Marcela de Oliveira Pessôa

II. As onhas do jequi

Este Vale fedeu biba no tempo dos coronéis
Era uma vez “vai tourando”, fortalezas e quartéis
Os dedos caíram todos, mas inda vivem os anéis […]
No jequi tem, no jequi tem... No jequi tem onha.
 No meio das onhas do jequi, tem muita vergonha […]
(Gonzaga Medeiros)

No capítulo anterior foi apresentada a contextualização das políticas sociais no âmbito nacional, tracejando como elas transitaram de um modelo tecnocrático top down, em que o desenvolvimento alijou parcelas significativas da população, para um novo modelo que, supostamente, visa se referenciar numa gestão de múltiplos atores a partir da participação democrática e cidadã.
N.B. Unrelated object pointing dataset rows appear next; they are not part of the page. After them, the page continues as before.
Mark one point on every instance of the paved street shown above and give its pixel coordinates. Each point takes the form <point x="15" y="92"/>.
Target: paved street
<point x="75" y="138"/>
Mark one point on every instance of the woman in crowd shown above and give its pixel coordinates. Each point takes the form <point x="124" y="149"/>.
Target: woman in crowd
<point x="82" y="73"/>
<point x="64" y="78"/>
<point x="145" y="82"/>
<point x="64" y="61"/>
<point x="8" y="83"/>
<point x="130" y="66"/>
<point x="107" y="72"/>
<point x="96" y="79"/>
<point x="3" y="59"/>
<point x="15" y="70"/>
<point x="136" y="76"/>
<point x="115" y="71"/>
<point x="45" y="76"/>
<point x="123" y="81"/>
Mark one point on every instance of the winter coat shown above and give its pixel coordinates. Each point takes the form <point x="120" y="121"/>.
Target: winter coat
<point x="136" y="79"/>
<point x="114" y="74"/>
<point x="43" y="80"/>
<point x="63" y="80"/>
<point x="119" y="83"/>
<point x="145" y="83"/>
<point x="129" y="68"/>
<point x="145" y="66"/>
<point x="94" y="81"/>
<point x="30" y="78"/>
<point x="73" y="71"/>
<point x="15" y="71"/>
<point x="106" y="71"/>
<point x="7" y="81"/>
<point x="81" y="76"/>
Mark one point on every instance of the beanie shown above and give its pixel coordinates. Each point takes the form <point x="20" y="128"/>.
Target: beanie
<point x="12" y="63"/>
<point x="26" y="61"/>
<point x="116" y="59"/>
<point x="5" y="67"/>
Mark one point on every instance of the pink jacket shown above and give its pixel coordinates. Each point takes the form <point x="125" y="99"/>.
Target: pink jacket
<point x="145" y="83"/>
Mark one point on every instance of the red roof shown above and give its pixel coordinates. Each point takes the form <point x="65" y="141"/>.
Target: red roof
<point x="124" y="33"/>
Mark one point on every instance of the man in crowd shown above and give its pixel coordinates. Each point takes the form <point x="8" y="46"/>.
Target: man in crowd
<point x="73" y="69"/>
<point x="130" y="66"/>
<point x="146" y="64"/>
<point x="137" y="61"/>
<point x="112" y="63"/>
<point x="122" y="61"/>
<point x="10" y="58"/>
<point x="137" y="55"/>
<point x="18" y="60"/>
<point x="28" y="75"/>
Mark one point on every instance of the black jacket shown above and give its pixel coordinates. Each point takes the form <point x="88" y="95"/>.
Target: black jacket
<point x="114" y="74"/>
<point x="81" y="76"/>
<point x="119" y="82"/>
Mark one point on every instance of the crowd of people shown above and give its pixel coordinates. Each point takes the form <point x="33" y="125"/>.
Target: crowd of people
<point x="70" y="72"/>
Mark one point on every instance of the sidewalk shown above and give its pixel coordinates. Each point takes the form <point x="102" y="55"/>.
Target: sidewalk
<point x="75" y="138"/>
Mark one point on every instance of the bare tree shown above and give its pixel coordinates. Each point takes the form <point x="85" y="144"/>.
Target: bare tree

Nesse novo marco das políticas públicas, que propõe contemplar o desenvolvimento a partir do local e sob aquelas bases democrático-participativas, várias são as institucionalidades que tem buscado se atualizar para com os novos pressupostos, em busca da melhoria da qualidade de vida das populações a que servem.
Traduzindo do âmbito nacional para o local, o presente capítulo virá discorrer sobre a particular realidade do Vale do Jequitinhonha, região ao mesmo tempo rica e marginalizada que reproduz a ordem sociopolítica até aqui esboçada. O capítulo visa situar a experiência da região no marco transitório anteriormente apontado e apresentar o IDENE e o PCPR, instituição e projeto que se julgam críticos ao modelo de desenvolvimento passado e projetores de uma nova experiência político-administrativa. Com interesse de proporcionar uma sequência didática, primeiro será categorizada a realidade jequitinhonhesa para, então, situar a instituição no seu devido momento histórico.